Posted on June 10, 2009
Filed Under Self Improvement |

Gardens of the Gods: Myth, Magic and Meaning.

Cosmology and values – indeed about the whole order of things as the medieval mind saw it. When you visit the Garden of Versailles you are looking right at something which Louis XIV looked at when he visited it.regarding human potentials A garden can be a metaphor used to convey a mood, a thought, a world view or an ideal, in other words. herbs that work with zoloft for depression Many books could be devoted to using the garden as a metaphor in literature and art. We shall of course touch on this aspect of the subject. Primarily, however, we shall focus on real gardens.

What makes gardens such potentially powerful metaphors is the way in which they bring together nature and art. This combination allows for enormous variations in emphasis, depending on how nature is viewed in particular cultures. Some cultures that live inseparably from nature the concept of a garden can have no meaning, Since a garden is by definition something that is set apart. A garden is often thought of as a refinement of nature by cultures such as the ancient Chinese and Japanese. The modern city dweller is likely to see gardens as places where a lost natural beauty can be recreated.

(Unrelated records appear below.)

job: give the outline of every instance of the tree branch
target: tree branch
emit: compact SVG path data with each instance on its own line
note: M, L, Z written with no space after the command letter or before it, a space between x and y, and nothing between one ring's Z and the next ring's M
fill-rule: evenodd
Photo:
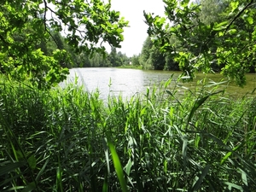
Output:
M249 3L247 3L231 20L231 22L229 24L229 26L227 26L225 31L224 31L224 35L226 33L226 32L228 31L228 29L231 26L231 25L235 22L236 20L238 19L238 17L251 5L253 4L254 0L251 0L251 2Z

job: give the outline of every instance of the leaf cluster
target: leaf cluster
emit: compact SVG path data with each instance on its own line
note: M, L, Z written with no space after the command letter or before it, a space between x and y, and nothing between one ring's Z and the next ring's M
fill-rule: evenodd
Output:
M201 1L205 2L205 1ZM242 86L244 74L255 70L255 1L224 1L218 20L206 21L202 5L188 0L164 0L166 17L144 13L154 44L171 53L185 75L198 71L221 73ZM204 13L206 14L206 13ZM180 44L172 44L175 38Z

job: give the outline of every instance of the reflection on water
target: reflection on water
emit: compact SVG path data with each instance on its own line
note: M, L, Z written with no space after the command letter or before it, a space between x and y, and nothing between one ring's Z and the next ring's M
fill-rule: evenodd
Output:
M167 81L173 74L172 86L177 83L176 80L180 74L179 72L164 71L143 71L137 69L122 68L73 68L70 70L67 82L73 82L75 76L79 79L79 84L84 84L88 91L99 90L101 98L106 99L111 96L122 95L130 97L137 93L146 93L147 87L159 86L161 82ZM177 83L177 84L189 88L194 90L198 87L197 83L202 80L205 74L196 75L196 79L190 83ZM219 82L222 76L219 74L208 74L208 81ZM229 84L227 91L232 96L244 96L247 92L252 92L256 88L256 74L247 75L247 84L244 88L239 88L235 84ZM226 87L227 84L221 86ZM183 92L183 91L181 91ZM255 94L254 94L255 96Z

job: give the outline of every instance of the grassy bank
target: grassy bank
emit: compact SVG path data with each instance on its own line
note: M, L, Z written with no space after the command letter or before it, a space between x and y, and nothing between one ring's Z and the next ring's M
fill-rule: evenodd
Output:
M1 84L1 191L253 191L256 100Z
M132 66L132 65L127 65L127 66L119 66L117 68L133 68L133 69L143 69L143 66Z

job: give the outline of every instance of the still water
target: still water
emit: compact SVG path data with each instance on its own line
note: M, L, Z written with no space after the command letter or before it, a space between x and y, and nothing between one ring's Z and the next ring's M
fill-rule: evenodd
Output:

Then again, a garden means one thing to a dweller in an arid desert environment and another thing to someone from a damp and verdant region. By the same token the individual motifs that appear in gardens vary greatly in the meanings attached to them – woods, for example, are traditionally sacred in northern Europe but grim and perilous places in the south. On the other hand, there are certain motifs that appear to have a universal or widely shared meaning that crosses cultural boundaries – the fountain, with its life-giving water, is one example. There are people who would say that these share symbols belong to the set of images shared by all people, which can be access via the “collective unconscious,” as the psychologist C.G. Jung claimed. Jung believed.|Some people, such as the great psychologist C.G. Jung, believed that these shared symbols are stored images inherited and accessed by all humankind.}G. Jung believed. Your imagination can transform any ordinary garden activity as symbolic as you observe a bee hovering over a flower drinking in the nectar or see the sunlight streaming through the autumn leaves or a spider’s web glistening with dew or catching a glimpse of a thousand other small miracles of life. “Reading” a garden isn’t easy, and a garden can’t be treated as though it were just words on a page with only one meaning.

A garden, like a good poem, contains many levels of meaning and draws a different response from every individual. Enough shared images and symbols exist either within or across cultures to make possible the existence of a language of gardens – or rather many languages, in fact an almost infinite amount.